2. Radiohead — "Karma Police"

She came to Radiohead the way a lot of people do: through OK Computer, late at night, not quite ready for what it would do to her. "That album made me understand that pop music and existential dread aren't opposites," she says. The way Thom Yorke wraps creeping anxiety inside a melody you can hum — that tension between accessibility and depth became a north star.
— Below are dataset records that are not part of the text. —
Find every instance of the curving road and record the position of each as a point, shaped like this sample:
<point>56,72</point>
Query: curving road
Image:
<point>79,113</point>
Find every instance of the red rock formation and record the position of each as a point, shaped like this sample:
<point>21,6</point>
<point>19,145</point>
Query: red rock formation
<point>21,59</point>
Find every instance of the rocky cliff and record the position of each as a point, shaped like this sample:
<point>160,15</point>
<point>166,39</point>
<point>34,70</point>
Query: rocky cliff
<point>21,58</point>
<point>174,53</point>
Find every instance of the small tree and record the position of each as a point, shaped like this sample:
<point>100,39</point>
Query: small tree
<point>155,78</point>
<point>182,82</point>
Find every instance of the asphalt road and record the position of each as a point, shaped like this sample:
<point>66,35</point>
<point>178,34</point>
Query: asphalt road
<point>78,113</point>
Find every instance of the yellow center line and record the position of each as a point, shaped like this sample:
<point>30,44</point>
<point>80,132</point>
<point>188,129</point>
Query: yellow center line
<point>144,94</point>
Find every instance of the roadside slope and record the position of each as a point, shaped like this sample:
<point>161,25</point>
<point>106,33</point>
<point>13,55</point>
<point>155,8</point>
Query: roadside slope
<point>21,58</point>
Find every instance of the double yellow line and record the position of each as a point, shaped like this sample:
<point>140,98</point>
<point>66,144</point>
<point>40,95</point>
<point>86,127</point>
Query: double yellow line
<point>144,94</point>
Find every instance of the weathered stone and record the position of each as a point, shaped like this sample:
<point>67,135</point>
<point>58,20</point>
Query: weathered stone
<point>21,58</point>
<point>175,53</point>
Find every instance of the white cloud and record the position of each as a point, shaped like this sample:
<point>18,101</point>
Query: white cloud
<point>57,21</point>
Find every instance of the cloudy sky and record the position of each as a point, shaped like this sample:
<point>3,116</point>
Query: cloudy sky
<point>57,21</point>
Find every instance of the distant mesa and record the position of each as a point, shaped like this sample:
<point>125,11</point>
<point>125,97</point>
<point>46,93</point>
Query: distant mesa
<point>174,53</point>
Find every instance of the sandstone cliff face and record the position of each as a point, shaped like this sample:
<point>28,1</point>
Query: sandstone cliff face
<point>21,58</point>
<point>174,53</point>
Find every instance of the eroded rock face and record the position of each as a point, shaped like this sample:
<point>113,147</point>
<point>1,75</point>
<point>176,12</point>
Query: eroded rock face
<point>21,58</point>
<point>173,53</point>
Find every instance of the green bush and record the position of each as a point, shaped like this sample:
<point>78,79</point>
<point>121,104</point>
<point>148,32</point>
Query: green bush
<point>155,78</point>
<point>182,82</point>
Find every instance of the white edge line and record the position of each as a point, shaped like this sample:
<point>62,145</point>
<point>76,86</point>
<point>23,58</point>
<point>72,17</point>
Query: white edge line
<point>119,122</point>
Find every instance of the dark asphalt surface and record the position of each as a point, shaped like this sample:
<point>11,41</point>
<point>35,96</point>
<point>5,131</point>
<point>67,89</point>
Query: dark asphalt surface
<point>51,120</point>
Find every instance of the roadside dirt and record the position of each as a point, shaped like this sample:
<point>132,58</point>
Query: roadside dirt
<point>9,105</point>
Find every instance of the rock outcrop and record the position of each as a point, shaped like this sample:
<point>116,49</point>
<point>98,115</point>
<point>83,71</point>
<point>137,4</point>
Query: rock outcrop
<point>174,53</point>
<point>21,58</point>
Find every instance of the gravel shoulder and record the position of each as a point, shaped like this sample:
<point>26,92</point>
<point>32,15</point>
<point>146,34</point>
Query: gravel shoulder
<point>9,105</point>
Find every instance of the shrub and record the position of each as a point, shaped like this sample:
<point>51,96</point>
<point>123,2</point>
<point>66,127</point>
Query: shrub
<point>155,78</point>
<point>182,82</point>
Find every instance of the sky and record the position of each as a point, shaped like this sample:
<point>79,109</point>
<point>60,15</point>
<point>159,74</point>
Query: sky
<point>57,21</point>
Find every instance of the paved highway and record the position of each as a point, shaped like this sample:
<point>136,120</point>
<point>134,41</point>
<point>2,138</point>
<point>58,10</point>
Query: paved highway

3. Nina Simone — "Feeling Good"

This one is about delivery. Adi has talked in interviews about the way Nina Simone treats a lyric not as a line to be sung but as a truth to be testified. "She doesn't perform the song — she is the song," Adi says. That distinction, between performing and embodying, became central to how she approaches her own vocals.


4. Portishead — "Glory Box"

Trip-hop was a revelation. The way Portishead layered cinematic atmosphere with raw emotion — that combination of cool and aching — is something you can hear echoed in Adi's production sensibility. "I wanted to make music that felt like a film score and a breakup at the same time," she's said. Beth Gibbons showed her that was possible.


5. Björk — "Human Behaviour"

If there's one artist who gave Adi full license to be strange, it's Björk. Not strange for the sake of it — strange because the emotion demands it. "Björk never apologizes for the weirdness," Adi says. "She treats it like the most natural thing in the world, and somehow that makes you believe it is." The fearlessness of Debut remains a touchstone for pushing past the conventional.

Björk Photo: Björk, via travelground.imgix.net


6. Jeff Buckley — "Lover, You Should've Come Over"

This track is about longing so acute it becomes physical. Adi cites Buckley's vocal range — not just technically, but emotionally — as something that rewired her understanding of what a singer can do with space and restraint. "He knew when to hold back and when to let everything go," she says. "That instinct is everything."


7. Massive Attack — "Teardrop"

Another trip-hop cornerstone, but for different reasons than Portishead. "Teardrop" taught her about texture — the way a heartbeat bassline and a fragile vocal can create something that feels both vast and intimate. Adi has described her own production process as "building rooms for emotions to live in," and you can trace that architectural thinking directly back to Massive Attack.


8. Fiona Apple — "Criminal"

Fiona Apple is all over Adi's DNA, and "Criminal" is where it started. The confessional directness, the refusal to make herself sympathetic in easy ways, the piano that feels like it's barely holding itself together — it modeled a kind of artistic honesty that doesn't ask for the audience's approval. "She writes like she has nothing to lose," Adi says. "I've been chasing that feeling ever since."


9. The Knife — "Heartbeats"

Electronic music entered the picture here. Adi was drawn to the way The Knife used synthetic sounds to access something deeply human — the paradox of cold production carrying so much warmth. It expanded her sense of what her sonic palette could include. "You don't have to choose between feeling and experimentation," she says. "The best music refuses to."


10. Alanis Morissette — "You Oughta Know"

She saves this one for last because it was the first. Alanis was the gateway — the artist who made a young Adi understand that fury and heartbreak and humor could all live in the same song, and that a woman could be messy and complicated and still be the hero of her own story. "I heard that song and thought, oh — music is allowed to do this?" she says. "I never looked back."


What the List Tells Us

Look at this playlist as a whole and a picture emerges: an artist drawn to emotional extremes, to the intersection of the cerebral and the visceral, to women who refuse to make themselves smaller. Every track on this list is doing something structurally interesting while also hitting you somewhere below the ribs. That's the Adi Ulmansky formula in a nutshell — the head and the heart, working together, never letting either one off the hook.

Hit play. Then go back and listen to her catalog with fresh ears. The fingerprints are everywhere.